Question

Consider two solid uniform spherical objects of the same density $\rho$. One has radius $R$ and the other has radius $2R$. They are in outer space where the gravitational fields from other objects are negligible. If they are arranged with their surfaces touching, what is the contact force between the objects due to their gravitational attraction?

• A. $G{\pi }^2{R}^4$
• B. $\frac{128}{81}G{\pi }^2{R}^4{\rho }^2$
• C. $\frac{128}{81}G{\pi }^2$
• D. $\frac{128}{81}{\pi }^2{R}^{4}G$

Answer 1

The correct option is B $\frac{128}{81}G{\pi }^2{R}^4{\rho }^2$

We know that, a Gravitational force is a non-contact, attractive force. For the situation given in the question to calculate force at a point outside, uniform spherical mass can be considered as a point mass placed at its center.

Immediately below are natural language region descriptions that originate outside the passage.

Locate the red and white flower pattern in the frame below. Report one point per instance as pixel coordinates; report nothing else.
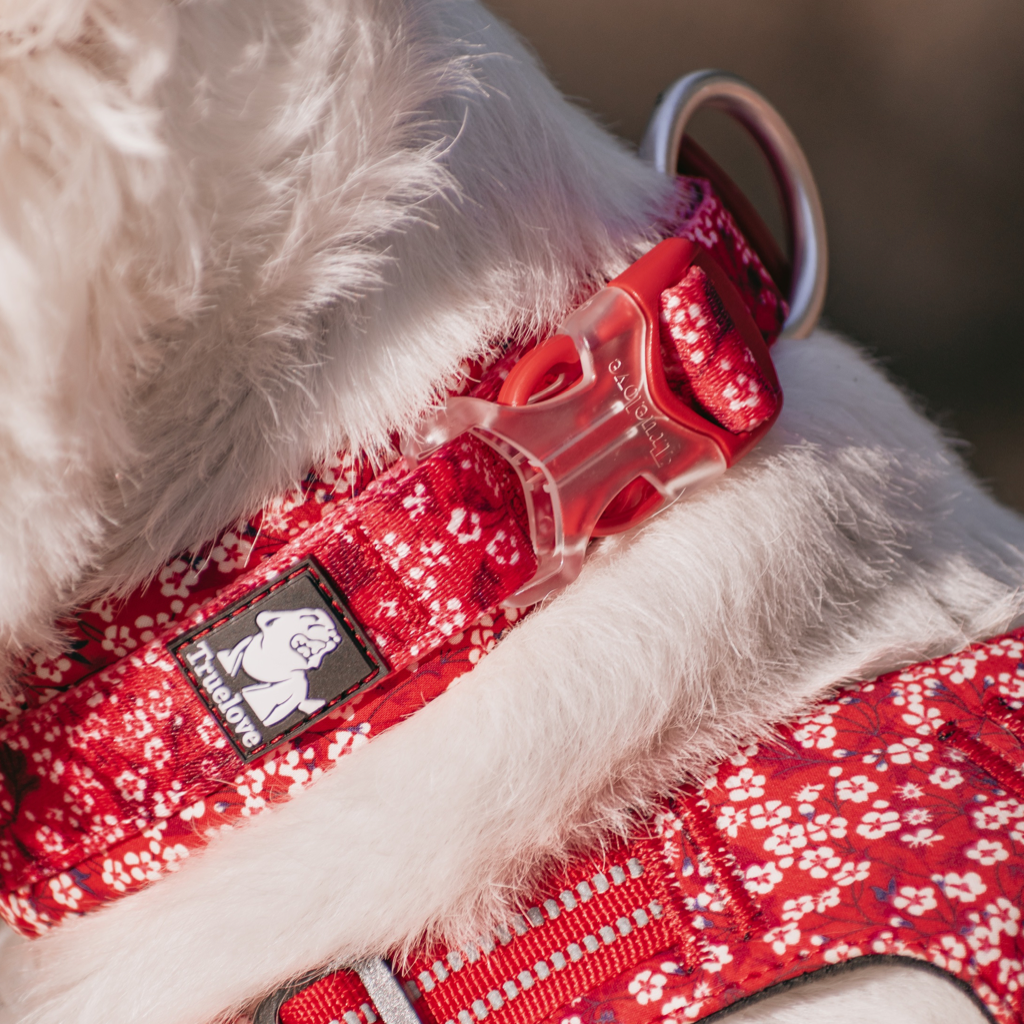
(870, 839)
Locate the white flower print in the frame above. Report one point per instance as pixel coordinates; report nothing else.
(876, 823)
(857, 788)
(923, 720)
(785, 840)
(761, 879)
(647, 987)
(843, 951)
(945, 778)
(794, 909)
(825, 825)
(816, 732)
(729, 819)
(717, 957)
(784, 935)
(987, 852)
(769, 815)
(809, 794)
(967, 888)
(65, 892)
(923, 837)
(910, 750)
(999, 813)
(743, 755)
(852, 871)
(950, 953)
(915, 901)
(691, 1007)
(744, 785)
(998, 919)
(918, 816)
(819, 862)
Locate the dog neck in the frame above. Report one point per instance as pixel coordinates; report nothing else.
(335, 259)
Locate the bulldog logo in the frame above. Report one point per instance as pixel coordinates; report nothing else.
(288, 645)
(276, 660)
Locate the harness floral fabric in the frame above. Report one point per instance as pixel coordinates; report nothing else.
(872, 826)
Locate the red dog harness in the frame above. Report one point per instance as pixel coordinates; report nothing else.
(257, 666)
(884, 824)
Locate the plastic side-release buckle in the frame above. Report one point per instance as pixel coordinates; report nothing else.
(577, 449)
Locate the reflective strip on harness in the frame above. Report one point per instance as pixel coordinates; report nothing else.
(886, 822)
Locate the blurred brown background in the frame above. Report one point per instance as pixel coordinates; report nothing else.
(911, 113)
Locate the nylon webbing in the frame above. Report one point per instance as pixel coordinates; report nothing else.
(600, 918)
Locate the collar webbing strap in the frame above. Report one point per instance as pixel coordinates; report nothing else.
(887, 821)
(104, 784)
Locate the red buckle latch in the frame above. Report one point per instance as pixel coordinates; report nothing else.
(590, 423)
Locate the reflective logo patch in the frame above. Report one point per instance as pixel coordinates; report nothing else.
(269, 666)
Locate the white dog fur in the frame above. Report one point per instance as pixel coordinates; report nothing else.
(238, 235)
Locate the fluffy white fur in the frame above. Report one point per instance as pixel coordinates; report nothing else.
(237, 236)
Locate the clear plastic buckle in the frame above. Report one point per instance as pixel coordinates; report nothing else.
(619, 422)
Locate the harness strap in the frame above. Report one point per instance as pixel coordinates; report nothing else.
(887, 821)
(114, 781)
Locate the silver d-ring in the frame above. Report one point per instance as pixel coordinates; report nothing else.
(800, 195)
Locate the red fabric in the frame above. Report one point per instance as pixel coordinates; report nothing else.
(419, 556)
(889, 821)
(706, 355)
(114, 774)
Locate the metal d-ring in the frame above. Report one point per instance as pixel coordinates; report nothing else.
(378, 979)
(807, 223)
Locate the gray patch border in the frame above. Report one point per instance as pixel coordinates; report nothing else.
(339, 610)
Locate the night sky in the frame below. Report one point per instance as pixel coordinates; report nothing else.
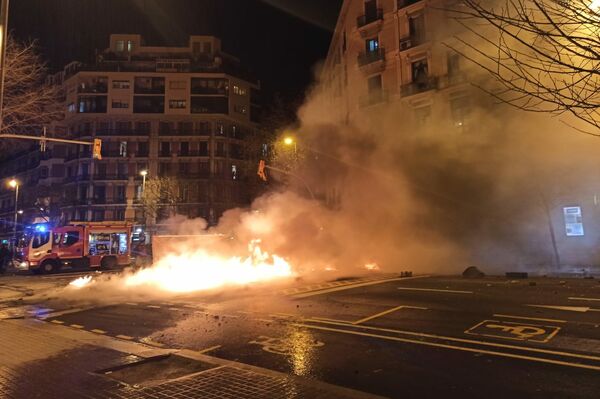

Free body diagram of $m_1$:


Since $m_1$ is in equlibrium, so the reaction on $m_1$, $$N=F_g$$
Mass of sphere, $m_1=\frac{4}{3}\pi R^3\rho$

Mass of sphere, $m_2=\frac{4}{3}\pi (2R{)}^3\rho$

Distance between the centres $=3R$

So, the force acting between the masses,$$F_g=\frac{G{m}_1{m}_2}{(3R{)}^2}$$
Substituting the values of $m_1$ and $m_2$,

$\Rightarrow F_g=\frac{G\times \frac{4}{3}\pi R^3\rho \times \frac{4}{3}\pi (2R{)}^3\rho }{(3R{)}^2}$

$\Rightarrow F_g=\frac{128}{81}G{\pi }^2{R}^4{\rho }^2$

Hence, option (b) is the correct answer.

Why this question? Note: For calculation of gravitational force at a point outside, a uniform spherical mass can be considered to be a point mass placed at its center.